Au cœur des Appalaches, Luce une jeune femme au passé difficile après un viol, vit seule en pleine cambrousse, jusqu’au jour où l’administration lui confie la garde de Franck et Dolorès, les deux gamins jumeaux de sa sœur Lily, assassinée par Bud son époux, sous leurs yeux. Les deux gosses traumatisés, se sont retranchés dans le mutisme et des réactions imprévisibles autant que violentes. La vie de Luce va se retrouver chamboulée à un plus d’un titre. Devoir rééduquer les deux enfants, si c’est encore possible ; gérer les approches bienveillantes de Stubblefield, son nouveau propriétaire, alors qu’elle fuit les hommes depuis plusieurs années ; et surtout, faire face à une menace mortelle, le retour au pays de Bud, innocenté par la justice, venu reprendre un magot (produit de ses rapines) qu’il pense détenu par les mômes…   

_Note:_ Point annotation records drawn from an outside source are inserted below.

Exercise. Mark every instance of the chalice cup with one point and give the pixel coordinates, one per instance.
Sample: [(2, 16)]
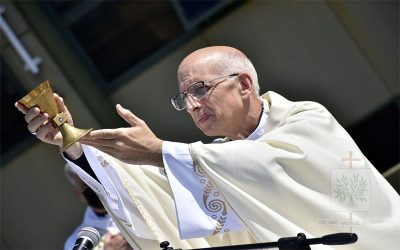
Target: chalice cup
[(43, 98)]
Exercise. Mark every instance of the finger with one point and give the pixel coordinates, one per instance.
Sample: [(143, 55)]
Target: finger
[(101, 134), (128, 116), (32, 114), (43, 131), (38, 122), (108, 237), (21, 107)]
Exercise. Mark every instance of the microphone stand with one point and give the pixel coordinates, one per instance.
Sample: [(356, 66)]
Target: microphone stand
[(288, 243)]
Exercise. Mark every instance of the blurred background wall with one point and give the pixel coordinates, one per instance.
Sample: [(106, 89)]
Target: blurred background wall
[(343, 54)]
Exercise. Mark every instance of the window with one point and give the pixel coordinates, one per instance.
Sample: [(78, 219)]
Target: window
[(117, 36)]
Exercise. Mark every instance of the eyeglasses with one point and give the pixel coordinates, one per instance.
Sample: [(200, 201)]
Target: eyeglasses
[(197, 90)]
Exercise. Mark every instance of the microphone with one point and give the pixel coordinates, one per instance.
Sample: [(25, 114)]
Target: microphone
[(87, 239)]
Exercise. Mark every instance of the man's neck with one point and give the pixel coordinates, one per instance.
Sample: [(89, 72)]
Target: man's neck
[(251, 122)]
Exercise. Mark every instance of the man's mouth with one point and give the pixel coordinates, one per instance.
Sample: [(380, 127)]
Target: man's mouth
[(203, 118)]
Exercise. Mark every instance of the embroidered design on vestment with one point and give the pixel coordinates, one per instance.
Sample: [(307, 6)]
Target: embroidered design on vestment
[(217, 205)]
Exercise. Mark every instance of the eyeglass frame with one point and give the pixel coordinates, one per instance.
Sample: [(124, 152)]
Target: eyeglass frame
[(207, 85)]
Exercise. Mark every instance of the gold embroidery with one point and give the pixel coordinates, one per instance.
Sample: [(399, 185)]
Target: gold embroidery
[(215, 206)]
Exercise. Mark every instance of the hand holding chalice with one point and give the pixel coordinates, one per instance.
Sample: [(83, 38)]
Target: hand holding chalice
[(43, 98)]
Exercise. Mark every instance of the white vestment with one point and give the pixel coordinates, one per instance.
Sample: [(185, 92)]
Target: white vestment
[(295, 178), (299, 177)]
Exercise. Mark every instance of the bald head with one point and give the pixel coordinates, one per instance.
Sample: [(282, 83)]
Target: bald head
[(218, 60)]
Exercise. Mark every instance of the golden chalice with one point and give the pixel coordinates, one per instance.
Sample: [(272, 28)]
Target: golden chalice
[(42, 97)]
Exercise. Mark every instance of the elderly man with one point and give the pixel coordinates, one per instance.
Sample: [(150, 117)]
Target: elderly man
[(269, 177)]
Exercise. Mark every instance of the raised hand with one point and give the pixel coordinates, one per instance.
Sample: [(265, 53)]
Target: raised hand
[(135, 145), (41, 127)]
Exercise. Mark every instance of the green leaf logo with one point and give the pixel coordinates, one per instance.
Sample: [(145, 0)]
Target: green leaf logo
[(351, 189)]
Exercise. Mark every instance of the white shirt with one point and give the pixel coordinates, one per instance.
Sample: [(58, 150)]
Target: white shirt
[(199, 204)]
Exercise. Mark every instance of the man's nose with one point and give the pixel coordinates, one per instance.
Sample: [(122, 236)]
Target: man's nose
[(192, 103)]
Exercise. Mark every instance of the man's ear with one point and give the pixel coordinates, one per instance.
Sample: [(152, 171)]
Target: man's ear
[(246, 83)]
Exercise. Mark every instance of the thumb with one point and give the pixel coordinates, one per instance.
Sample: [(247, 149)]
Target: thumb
[(127, 115)]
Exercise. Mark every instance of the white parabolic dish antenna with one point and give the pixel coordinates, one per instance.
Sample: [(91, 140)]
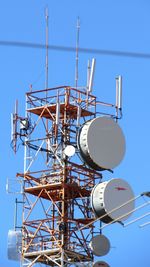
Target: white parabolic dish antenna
[(101, 143), (100, 245), (100, 264), (114, 199), (69, 150)]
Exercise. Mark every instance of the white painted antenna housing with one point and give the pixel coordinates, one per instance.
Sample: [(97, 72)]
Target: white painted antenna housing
[(92, 74)]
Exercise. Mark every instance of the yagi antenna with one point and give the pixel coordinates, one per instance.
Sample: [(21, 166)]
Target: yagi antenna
[(92, 75), (77, 52)]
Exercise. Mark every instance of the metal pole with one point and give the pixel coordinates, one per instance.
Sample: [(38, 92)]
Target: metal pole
[(77, 52), (46, 63)]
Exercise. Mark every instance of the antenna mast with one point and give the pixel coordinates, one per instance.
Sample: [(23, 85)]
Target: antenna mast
[(77, 51), (46, 63)]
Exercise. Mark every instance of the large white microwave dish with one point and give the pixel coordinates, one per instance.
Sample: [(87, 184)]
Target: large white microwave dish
[(112, 200), (101, 143)]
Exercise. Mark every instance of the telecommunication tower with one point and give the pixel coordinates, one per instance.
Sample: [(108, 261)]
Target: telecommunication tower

Passons rapidement sur la vague ressemblance entre cette course au magot et le célèbre film, La Nuit du chasseur avec Robert Mitchum. Une parenté évidente mais sans suite, point final. Quand un roman débute par une phrase aussi simple mais aussi lourde de sous-entendu que : « Les nouveaux enfants adoptifs de Luce étaient beaux, menus et violents » vous pouvez vous attendre à un bon bouquin, la suite vous démontrera que vous étiez en-dessous de la vérité. Tout est parfait dans ce roman !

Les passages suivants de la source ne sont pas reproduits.